Regarding claim 5, Yang in view of Onzon discloses The method of claim 4, wherein the node features of the UV patches of the first subset are determined based on a fully convolutional network (FCN) in which the UV patches of the first subset are encoded into a F-dimensional latent space, the F being a positive integer. (Yang, page 4, section 4.1.1, “Practically, each patch can be of arbitrary geometric shapes, so we rasterize each patch in 𝑠𝑖 (including 𝑃𝑖−1) to a 50 × 50 2D image. For each patch, we move their center-of-mass (COM) to the image center and encode each patch using a shared Fully Convolutional Network (FCN) into a 432-dimensional latent code 𝑝𝑖 ≜ FCN(𝑝𝑖), which is concatenated as 𝑠𝑖 = FCN(𝑠𝑖 ) for short”).

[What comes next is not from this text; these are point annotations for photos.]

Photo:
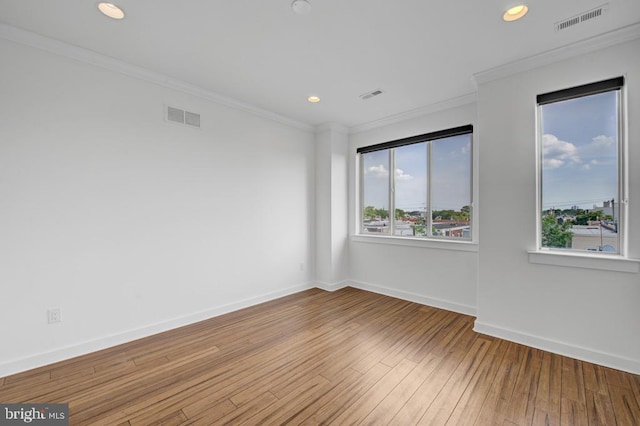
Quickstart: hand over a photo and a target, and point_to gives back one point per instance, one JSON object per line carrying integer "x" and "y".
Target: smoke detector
{"x": 371, "y": 94}
{"x": 301, "y": 7}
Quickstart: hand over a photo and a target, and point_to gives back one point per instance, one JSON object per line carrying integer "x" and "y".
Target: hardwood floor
{"x": 346, "y": 357}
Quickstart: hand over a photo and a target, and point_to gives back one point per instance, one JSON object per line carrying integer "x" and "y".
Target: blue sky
{"x": 451, "y": 174}
{"x": 579, "y": 148}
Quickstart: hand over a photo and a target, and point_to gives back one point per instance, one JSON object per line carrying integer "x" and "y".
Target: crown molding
{"x": 332, "y": 127}
{"x": 80, "y": 54}
{"x": 601, "y": 41}
{"x": 467, "y": 99}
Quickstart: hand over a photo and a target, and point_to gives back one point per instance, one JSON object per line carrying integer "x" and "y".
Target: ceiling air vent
{"x": 371, "y": 94}
{"x": 582, "y": 17}
{"x": 177, "y": 115}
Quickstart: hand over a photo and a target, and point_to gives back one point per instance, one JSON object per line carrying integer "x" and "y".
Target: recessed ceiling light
{"x": 301, "y": 7}
{"x": 514, "y": 13}
{"x": 111, "y": 10}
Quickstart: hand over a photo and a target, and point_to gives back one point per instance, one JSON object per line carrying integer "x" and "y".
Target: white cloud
{"x": 382, "y": 172}
{"x": 603, "y": 140}
{"x": 378, "y": 171}
{"x": 401, "y": 175}
{"x": 557, "y": 153}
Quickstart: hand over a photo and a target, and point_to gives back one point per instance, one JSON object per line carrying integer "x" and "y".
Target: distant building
{"x": 608, "y": 208}
{"x": 594, "y": 237}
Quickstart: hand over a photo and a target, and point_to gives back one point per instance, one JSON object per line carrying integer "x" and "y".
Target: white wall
{"x": 130, "y": 224}
{"x": 445, "y": 278}
{"x": 586, "y": 313}
{"x": 332, "y": 261}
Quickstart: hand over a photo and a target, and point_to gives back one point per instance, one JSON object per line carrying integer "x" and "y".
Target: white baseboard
{"x": 332, "y": 286}
{"x": 417, "y": 298}
{"x": 577, "y": 352}
{"x": 60, "y": 354}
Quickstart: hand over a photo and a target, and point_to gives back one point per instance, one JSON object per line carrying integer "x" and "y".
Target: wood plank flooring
{"x": 348, "y": 357}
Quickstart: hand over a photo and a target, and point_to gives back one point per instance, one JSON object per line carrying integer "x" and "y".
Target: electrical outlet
{"x": 53, "y": 315}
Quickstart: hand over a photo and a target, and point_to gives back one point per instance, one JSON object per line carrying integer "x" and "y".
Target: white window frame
{"x": 465, "y": 244}
{"x": 581, "y": 258}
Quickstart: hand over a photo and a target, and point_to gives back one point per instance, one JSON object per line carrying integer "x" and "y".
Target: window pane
{"x": 451, "y": 187}
{"x": 579, "y": 143}
{"x": 410, "y": 190}
{"x": 375, "y": 200}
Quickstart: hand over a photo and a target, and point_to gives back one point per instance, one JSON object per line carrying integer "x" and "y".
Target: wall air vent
{"x": 582, "y": 17}
{"x": 371, "y": 94}
{"x": 177, "y": 115}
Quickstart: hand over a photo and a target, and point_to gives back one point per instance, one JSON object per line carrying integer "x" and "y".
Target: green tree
{"x": 583, "y": 219}
{"x": 554, "y": 234}
{"x": 369, "y": 213}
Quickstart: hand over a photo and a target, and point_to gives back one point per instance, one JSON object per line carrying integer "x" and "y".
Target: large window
{"x": 580, "y": 168}
{"x": 419, "y": 186}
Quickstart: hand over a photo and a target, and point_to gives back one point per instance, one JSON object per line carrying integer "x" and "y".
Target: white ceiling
{"x": 420, "y": 52}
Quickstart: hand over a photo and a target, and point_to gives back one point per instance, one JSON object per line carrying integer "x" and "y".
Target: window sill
{"x": 585, "y": 260}
{"x": 417, "y": 242}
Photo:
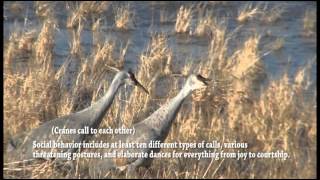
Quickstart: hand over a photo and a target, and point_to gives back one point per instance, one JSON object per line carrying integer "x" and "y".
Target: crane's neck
{"x": 162, "y": 119}
{"x": 101, "y": 106}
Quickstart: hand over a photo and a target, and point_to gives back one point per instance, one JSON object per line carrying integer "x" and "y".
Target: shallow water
{"x": 297, "y": 47}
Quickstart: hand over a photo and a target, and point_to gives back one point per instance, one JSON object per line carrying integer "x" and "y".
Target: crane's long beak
{"x": 137, "y": 83}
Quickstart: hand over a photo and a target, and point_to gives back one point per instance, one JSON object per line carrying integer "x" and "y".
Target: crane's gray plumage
{"x": 156, "y": 127}
{"x": 91, "y": 117}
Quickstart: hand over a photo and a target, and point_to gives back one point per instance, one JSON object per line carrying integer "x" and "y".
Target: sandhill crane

Regarding claim 6, Yang in view of Onzon discloses The method of claim 4, where the packing the UV patches in the first subset of the L subsets further comprises:
based on a low-level pose network (LPN) that is configured to determine a pose of a UV patch in the primary set, (Yang, page 3, section 4.1, “Given 𝑝𝑖 and 𝑃𝑖−1, the low-level packing algorithm needs to select the translation 𝑡𝑖 and rotation 𝜃𝑖 for 𝑝𝑖 such that the packed shape 𝑃𝑖 ≜ [𝑅(𝜃𝑖 )𝑝𝑖 + 𝑡𝑖 ] ∪ 𝑃𝑖−1 is collision-free with a high packing ratio”).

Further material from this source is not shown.